The London-born writer-director’s pet themes arrived fully formed in this stripped-down thriller about a retired British criminal trying to hide out peacefully in a remote Spanish villa until he’s forced to confront his past after a former associate turns up announced on his doorstep, which boasts career-best performances by top-shelf character actors in Ray Winstone, Ben Kingsley and Ian McShane.

Despite earning rave reviews and racking up Oscar and Golden Globe nods at the time, Glazer’s breakout hit has slowly faded into obscurity without experiencing the same critical reassessment as his 2013s “Under the Skin”. With a runtime that barely stretches past the 80-minute mark, however, crime aficionados can rest assured that watching “Sexy Beast” will be time well spent.


4. Southland Tales (2006)

In hindsight, it’s nothing short of a miracle that Richard Kelly actually managed to convince a major studio to fund his “Donnie Darko” follow-up — a mind-bending, no-holds-barred, absurdist farce that doubles down as a cracked-mirror vision of a post-9/11 America bracing for Armageddon. Just for the record, we’re talking nuclear warfare, closed state borders, government surveillance, police brutality, Pynchonesque political conspiracies, energy shortages, time travel, radical Neo-Marxists, psychic porn stars, and deranged Iraq War vets, not to mention a perpetually bewildered Dwayne ‘The Rock’ Johnson playing a sort of bizarro version of himself.

This tongue-in-cheek Bush-era time capsule debuted to deafening boos at Cannes and barely made a dent at the box office after being dismissed — perhaps unfairly — as an absolute head-scratcher. That’s too bad, really, because if the events of the past 17 years are anything to go by, society seems to have finally caught up with Kelly’s apocalyptic prophecy. In a world where influencers, conspiracy nutjobs, Hollywood celebrities, billionaire tycoons and elected presidents all log in to Twitter to post memes, spread misinformation, diss porn stars, sell merch or publicly endorse mass genocide, “Southland Tales” doesn’t feel as far-fetched as it once did in 2006.


5. Femme Fatale (2002)

Though Brian De Palma’s creative mojo had already dried up considerably by the turn of the millennium, the thriller maestro bounced back big time and found a sublime new expression to his trademark themes and stylistic flourishes in this globe-trotting neo-noir starring Antonio Banderas and Rebecca Romijn.

What we have here is a slick slice of erotic Euro-sleaze with shades of Dario Argento, David Lynch and early Paul Verhoeven that zeroes in on a cunning career thief who pulled off a $10-milion diamond heist (at the Cannes Film Festival no less) before double crossing all her associates and starting afresh in Paris.

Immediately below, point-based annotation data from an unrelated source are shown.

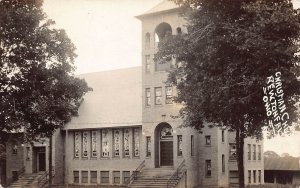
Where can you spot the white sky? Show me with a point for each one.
(108, 36)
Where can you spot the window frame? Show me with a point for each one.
(102, 177)
(208, 170)
(158, 96)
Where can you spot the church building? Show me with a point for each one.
(127, 132)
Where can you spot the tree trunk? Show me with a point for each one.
(240, 156)
(50, 162)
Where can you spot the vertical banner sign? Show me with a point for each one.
(275, 107)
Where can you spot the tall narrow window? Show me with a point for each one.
(259, 152)
(208, 168)
(158, 96)
(192, 145)
(94, 143)
(179, 145)
(223, 163)
(147, 63)
(249, 176)
(126, 176)
(148, 146)
(126, 142)
(76, 176)
(76, 144)
(105, 143)
(136, 140)
(93, 176)
(147, 40)
(116, 176)
(148, 97)
(104, 177)
(207, 140)
(169, 95)
(117, 146)
(84, 144)
(84, 176)
(223, 135)
(249, 151)
(232, 152)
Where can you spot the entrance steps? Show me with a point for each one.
(153, 178)
(26, 181)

All is fine and dandy until a too-clever-by-half tabloid paparazzo stumbles upon her and unwittingly snaps her picture, which screams trouble for our elusive woman-on-the-run, who might just find her past coming back to bite her.

As per usual, De Palma can’t help but indulge on some of his signature calling cards — from bravura sequences, ostentatious split diopter shots, evil doppelgangers, meditations on voyeurism, and enough double-crossing to make Alfred Hitchcock’s head spin. One’s mileage with the film is likely to vary, which means some may need a few extra viewings to make head or tails of what’s going on at the end of the story.